親について

 学校で生じるいろいろな問題を考えるとき、しばしば先生側の問題点と共に、子供側の問題点が指摘されます。その指摘される子供側の問題点は、子供自身の持つ性格についてと、育てている親の子供への対応についてです。その多くは親の子供に対する躾の問題です。小学校に上がる前までにきちんと躾をしておかなかったから、現在の学校での子供の問題が生じるようになったと言う意見です。今の学校は問題が無くて、そこで学ぶ子供に問題が有り、学校の規格(例えば大人しく長時間椅子に腰掛けておられる)に合うように、親が予め子供を躾をしておく必要があるとの意見です。これは学校を第一義的に考え、子供の多様性を、多様性に富む子供達の人権を無視した意見です。とても許せない意見です。大切なのは子供であり、大切な子供を育てるためには、学校が子供に合わせる必要が有ります。そうは言っても学校側でも、子供に学校を合わせるには物理的に経済的に限界があることも事実です。
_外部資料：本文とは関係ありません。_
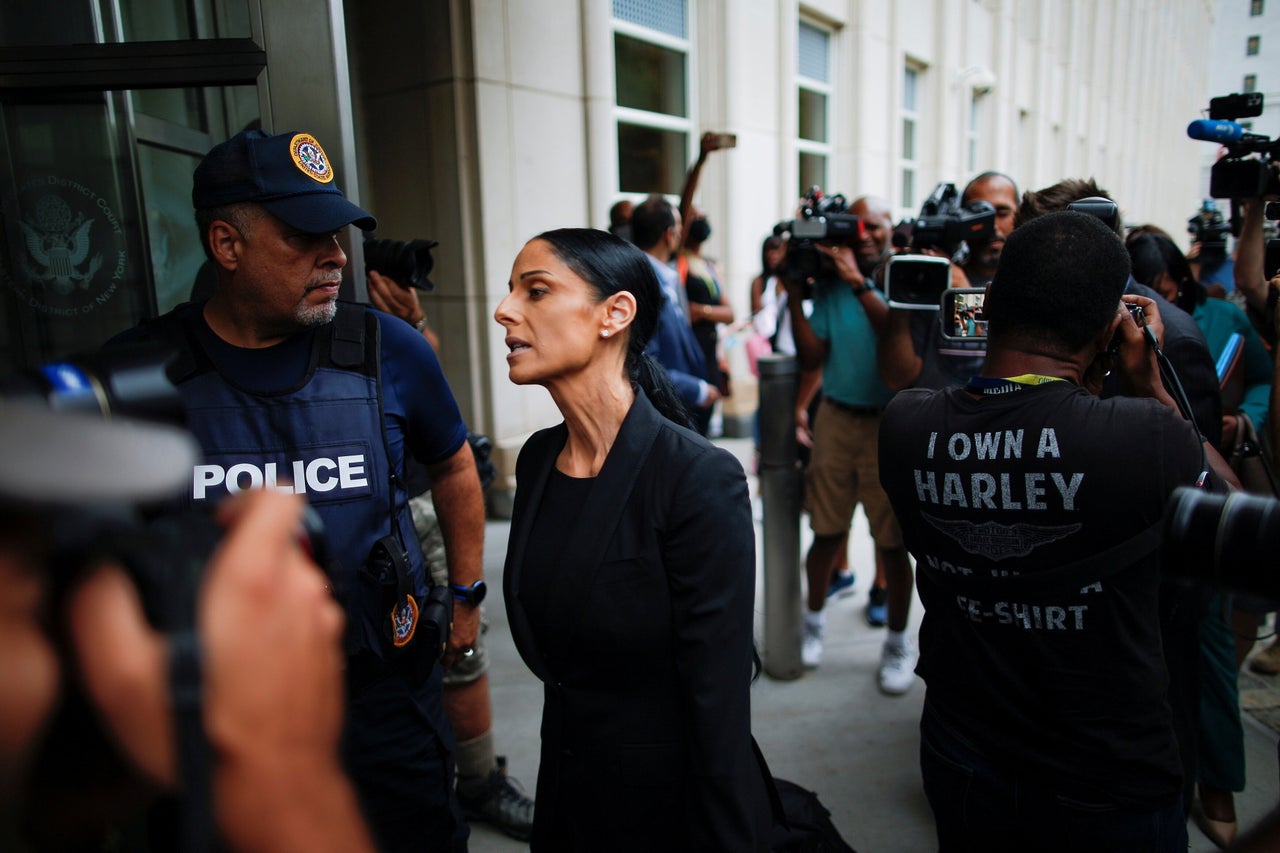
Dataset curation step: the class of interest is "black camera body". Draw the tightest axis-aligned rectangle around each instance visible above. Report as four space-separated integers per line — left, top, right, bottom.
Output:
1188 92 1280 199
365 238 439 292
773 187 864 282
1161 487 1280 598
895 182 996 257
1187 199 1231 253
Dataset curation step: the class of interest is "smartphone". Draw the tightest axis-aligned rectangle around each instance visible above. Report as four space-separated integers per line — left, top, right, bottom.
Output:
938 287 987 341
884 255 951 311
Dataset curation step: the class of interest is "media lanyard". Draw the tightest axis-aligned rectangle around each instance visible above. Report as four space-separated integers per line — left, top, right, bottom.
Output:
964 373 1066 397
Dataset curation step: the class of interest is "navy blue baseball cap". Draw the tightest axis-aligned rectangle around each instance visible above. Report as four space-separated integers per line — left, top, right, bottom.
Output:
191 131 378 234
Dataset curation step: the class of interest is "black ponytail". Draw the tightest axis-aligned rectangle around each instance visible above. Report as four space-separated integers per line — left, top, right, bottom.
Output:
627 347 698 430
534 228 694 429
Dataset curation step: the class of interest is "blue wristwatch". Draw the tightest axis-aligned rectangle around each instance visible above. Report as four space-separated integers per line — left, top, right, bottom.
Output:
449 580 489 607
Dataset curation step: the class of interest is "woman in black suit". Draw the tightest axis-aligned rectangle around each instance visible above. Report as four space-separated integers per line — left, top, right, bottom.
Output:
494 229 771 852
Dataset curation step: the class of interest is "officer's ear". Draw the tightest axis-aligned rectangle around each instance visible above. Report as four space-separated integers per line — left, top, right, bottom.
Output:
205 219 243 270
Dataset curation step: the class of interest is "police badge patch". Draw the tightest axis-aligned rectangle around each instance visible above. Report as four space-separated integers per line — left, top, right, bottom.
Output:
289 133 333 183
392 596 417 648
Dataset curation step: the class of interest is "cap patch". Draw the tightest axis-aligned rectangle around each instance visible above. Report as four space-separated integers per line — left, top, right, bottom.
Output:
289 133 333 183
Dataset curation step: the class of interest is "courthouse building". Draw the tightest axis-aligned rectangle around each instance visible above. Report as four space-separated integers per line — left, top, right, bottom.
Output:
0 0 1218 494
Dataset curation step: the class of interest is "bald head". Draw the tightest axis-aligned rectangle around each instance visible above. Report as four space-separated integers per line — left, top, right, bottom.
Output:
960 172 1018 277
849 196 893 275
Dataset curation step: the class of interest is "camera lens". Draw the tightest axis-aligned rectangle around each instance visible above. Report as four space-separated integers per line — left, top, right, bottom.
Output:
1164 488 1280 596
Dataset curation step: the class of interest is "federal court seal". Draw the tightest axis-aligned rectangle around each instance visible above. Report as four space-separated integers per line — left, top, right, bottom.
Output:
0 174 128 318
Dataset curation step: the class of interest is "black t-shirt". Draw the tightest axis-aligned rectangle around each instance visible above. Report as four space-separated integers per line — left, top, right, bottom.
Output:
879 382 1201 806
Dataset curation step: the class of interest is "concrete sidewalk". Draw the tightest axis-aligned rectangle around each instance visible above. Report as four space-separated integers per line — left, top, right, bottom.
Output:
471 439 1280 853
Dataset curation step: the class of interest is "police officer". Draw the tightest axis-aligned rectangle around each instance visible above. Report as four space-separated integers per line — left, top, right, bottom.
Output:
111 131 484 850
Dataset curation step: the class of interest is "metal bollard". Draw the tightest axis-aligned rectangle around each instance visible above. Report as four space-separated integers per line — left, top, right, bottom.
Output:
759 355 804 680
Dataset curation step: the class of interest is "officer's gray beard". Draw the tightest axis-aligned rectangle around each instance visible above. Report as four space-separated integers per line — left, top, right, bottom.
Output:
293 300 338 328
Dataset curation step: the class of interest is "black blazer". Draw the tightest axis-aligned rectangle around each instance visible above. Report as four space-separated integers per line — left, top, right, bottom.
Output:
503 393 772 852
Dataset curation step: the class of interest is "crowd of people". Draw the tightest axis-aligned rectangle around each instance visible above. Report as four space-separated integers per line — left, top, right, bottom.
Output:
0 121 1280 852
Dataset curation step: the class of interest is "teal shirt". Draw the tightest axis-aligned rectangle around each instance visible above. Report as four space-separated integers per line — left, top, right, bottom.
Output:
809 280 893 409
1192 297 1271 433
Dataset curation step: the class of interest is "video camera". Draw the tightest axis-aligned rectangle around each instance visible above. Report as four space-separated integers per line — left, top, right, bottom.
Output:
773 187 863 283
365 237 439 292
1187 199 1231 260
893 182 996 260
1187 92 1280 200
884 182 996 311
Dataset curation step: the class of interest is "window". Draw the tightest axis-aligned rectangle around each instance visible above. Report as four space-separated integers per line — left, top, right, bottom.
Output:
613 0 692 193
899 65 920 209
796 20 832 195
0 0 266 373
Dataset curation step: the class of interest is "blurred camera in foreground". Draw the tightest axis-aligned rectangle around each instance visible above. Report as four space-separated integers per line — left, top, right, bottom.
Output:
1161 487 1280 598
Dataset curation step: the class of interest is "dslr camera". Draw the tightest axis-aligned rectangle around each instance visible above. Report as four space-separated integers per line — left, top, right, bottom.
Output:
773 187 864 284
1161 487 1280 599
884 182 996 311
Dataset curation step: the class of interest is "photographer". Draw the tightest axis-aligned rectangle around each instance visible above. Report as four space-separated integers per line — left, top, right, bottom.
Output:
631 196 719 423
1234 193 1280 347
0 405 374 850
780 197 915 694
879 211 1225 852
876 172 1018 391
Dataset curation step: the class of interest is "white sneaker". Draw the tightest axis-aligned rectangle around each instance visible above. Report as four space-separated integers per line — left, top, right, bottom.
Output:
877 640 918 695
800 614 822 670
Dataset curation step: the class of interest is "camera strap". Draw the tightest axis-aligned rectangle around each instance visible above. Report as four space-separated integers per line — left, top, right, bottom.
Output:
169 629 214 853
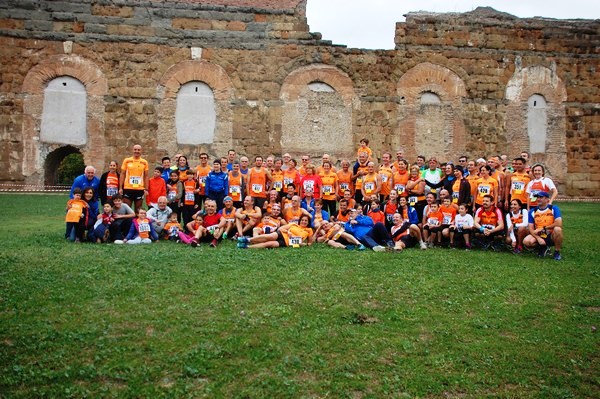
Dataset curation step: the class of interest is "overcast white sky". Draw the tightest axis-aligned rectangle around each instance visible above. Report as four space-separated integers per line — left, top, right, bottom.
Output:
306 0 600 49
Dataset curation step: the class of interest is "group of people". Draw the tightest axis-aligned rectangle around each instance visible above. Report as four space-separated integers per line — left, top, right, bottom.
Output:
66 139 563 260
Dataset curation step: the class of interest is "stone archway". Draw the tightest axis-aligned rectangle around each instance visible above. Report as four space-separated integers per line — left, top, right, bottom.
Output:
156 60 234 162
22 55 108 184
505 65 567 190
392 62 467 159
278 65 357 162
44 145 83 186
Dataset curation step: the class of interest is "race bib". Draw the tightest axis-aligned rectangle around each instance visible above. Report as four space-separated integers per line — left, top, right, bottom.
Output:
478 186 492 197
129 176 142 187
512 181 525 194
106 187 119 197
139 223 150 233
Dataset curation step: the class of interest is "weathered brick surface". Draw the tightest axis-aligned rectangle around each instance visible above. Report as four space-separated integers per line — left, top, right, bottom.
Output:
0 0 600 196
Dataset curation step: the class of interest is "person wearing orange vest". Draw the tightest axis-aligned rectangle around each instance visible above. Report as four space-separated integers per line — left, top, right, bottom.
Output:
473 195 504 250
248 155 271 208
523 192 563 260
119 144 150 210
229 161 246 208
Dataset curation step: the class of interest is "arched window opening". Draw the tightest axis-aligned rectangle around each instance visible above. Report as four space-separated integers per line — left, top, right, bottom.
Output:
175 81 217 145
44 145 85 186
527 94 548 154
40 76 87 145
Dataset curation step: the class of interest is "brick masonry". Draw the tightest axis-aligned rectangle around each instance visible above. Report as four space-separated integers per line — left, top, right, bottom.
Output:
0 0 600 196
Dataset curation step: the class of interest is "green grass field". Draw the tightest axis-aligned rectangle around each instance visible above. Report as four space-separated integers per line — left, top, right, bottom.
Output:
0 194 600 398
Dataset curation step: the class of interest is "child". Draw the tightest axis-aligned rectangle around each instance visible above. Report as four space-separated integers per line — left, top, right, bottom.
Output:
183 170 199 226
88 202 115 244
423 200 444 248
163 212 181 242
450 204 473 251
121 208 158 244
356 139 373 161
179 212 204 245
146 166 167 207
65 188 88 242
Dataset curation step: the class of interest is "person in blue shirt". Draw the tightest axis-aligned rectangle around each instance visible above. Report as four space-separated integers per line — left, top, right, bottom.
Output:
344 209 394 252
69 165 100 217
205 159 229 211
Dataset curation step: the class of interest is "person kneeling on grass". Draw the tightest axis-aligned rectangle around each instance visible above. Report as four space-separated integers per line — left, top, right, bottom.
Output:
190 199 221 248
120 209 158 244
473 194 504 250
523 191 563 260
344 209 394 252
315 220 366 251
237 215 315 248
390 212 427 251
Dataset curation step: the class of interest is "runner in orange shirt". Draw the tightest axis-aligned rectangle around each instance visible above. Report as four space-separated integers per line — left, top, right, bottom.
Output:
119 144 150 212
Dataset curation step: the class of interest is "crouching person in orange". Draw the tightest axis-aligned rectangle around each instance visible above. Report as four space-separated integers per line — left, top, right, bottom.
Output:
523 191 563 260
121 209 158 244
237 215 315 248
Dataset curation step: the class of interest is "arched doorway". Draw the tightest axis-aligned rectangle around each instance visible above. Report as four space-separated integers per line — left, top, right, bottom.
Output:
44 145 85 186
 親が子供を育てるとき、どの親も子供の幸せを願って一生懸命子育てをしています。それは親として当然です。ところが子供が幼稚園に入ってみると、小学校にあがってみると、中学生になってみると、子供に思わぬ問題が生じます。親として可能な限りの事を尽くして子育てをしてきているのに、子供に思いもかけない問題が生じています。その時には親としても手の打ちようが無いのです。そこで親はいろいろな相談機関に相談して何か解決法が無いかと捜しまわっているようです。相談機関や学校の先生のように、後から振り返ってある親の育児の問題点を指摘することは簡単です。しかし親にとっては昔に帰れるわけでもなく、指摘された問題点も本当に問題点なのかどうかかも分からないのに、徒に育児の問題点ばかりの指摘はその親を必要以上に苦しめる原因にも成ります。学校の規格に合わないために生じた子供の問題を、いくら親が解決しようとしても、それは親にはできるものではありません。子供を今の学校の規格に合わせるようにしようとすればするほど、ほとんどの場合問題はこじれて行きます。それはその時点で既に子供には大きな心の傷ができているからです。その時に親としてできることは、子供の心の傷をいかに癒すかの問題が有るだけであり、学校で生じた問題の解決はその後の事になると考えられます。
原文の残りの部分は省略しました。